Jean Grant, attending her patients, avoided eye contact with Max; she
didn't want to lie, and she didn't want to voice her doubts. Secretly, she
thought it was only a fifty-fifty possibility that Miriya or any of them would
be cured-or that anybody on the shuttle would survive the visit to Haydon IV.
Vince turned to Max and said, "they'd better."
The shuttle came in low over Glike, the principal Haydonite population
center. The city looked like something out of the Arabian Nights-so fabulous
that they momentarily forgot their fears. Some of the architectural styles had
been borrowed from other worlds-Tiresian columns and friezes; Spherisian
crystal palaces; Praxian statuary and totems. But most of Glike was uniquely
Haydonite: slender minarets and spires, fantastic white-frost gingerbread
mansions, lacy elfin halls that seemed to shine with an inner light.
Besides flying craft like Veidt's, there were machines from the various
worlds that traded with Haydon IV, and different forms of Haydonite ship.
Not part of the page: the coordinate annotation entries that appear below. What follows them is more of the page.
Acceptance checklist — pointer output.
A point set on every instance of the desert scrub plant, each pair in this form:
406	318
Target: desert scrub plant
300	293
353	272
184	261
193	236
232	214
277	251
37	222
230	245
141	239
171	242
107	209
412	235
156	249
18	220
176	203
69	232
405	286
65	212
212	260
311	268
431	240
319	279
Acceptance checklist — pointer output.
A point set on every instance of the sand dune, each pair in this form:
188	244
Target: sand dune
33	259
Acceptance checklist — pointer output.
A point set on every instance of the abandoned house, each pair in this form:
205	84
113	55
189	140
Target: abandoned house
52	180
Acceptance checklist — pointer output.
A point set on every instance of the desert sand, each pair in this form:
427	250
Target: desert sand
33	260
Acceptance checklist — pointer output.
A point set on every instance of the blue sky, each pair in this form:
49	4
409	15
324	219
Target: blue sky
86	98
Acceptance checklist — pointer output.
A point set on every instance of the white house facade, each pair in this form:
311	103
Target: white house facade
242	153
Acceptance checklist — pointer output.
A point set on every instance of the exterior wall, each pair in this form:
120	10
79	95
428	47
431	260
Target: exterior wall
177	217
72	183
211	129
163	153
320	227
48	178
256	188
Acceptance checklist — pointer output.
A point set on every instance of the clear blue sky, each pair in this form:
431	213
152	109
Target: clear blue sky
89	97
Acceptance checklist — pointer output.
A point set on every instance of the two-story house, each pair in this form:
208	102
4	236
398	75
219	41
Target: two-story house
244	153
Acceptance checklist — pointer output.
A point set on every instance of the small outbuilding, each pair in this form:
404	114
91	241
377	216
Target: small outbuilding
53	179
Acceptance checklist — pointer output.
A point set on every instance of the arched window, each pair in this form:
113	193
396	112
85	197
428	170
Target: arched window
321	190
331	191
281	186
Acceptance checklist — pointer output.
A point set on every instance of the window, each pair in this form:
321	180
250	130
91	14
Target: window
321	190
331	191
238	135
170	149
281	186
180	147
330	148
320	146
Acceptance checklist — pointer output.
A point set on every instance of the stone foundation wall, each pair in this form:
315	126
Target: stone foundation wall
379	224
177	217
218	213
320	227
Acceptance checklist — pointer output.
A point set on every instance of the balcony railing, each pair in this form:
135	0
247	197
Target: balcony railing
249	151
Jean
spotted one, on a scope, that reminded her of a pilot whale with great,
flipperlike wings-all curves and a bulging transparent passenger compartment.
There were also flying carpets, or what looked enough like them to make
her think of Scheherazade.
Just then Veidt and Sarna appeared from the flight deck, where they had
been guiding Wolff in his landing approach. They looked as unearthly and
remote as ever, robed and floating a few inches off the deck, their faces as
featureless as those of unfinished mannequins.
"We'll be landing soon," Veidt said in that weird, whispery,
processed-sounding voice. "I think you would do well to prepare yourselves and
your patients."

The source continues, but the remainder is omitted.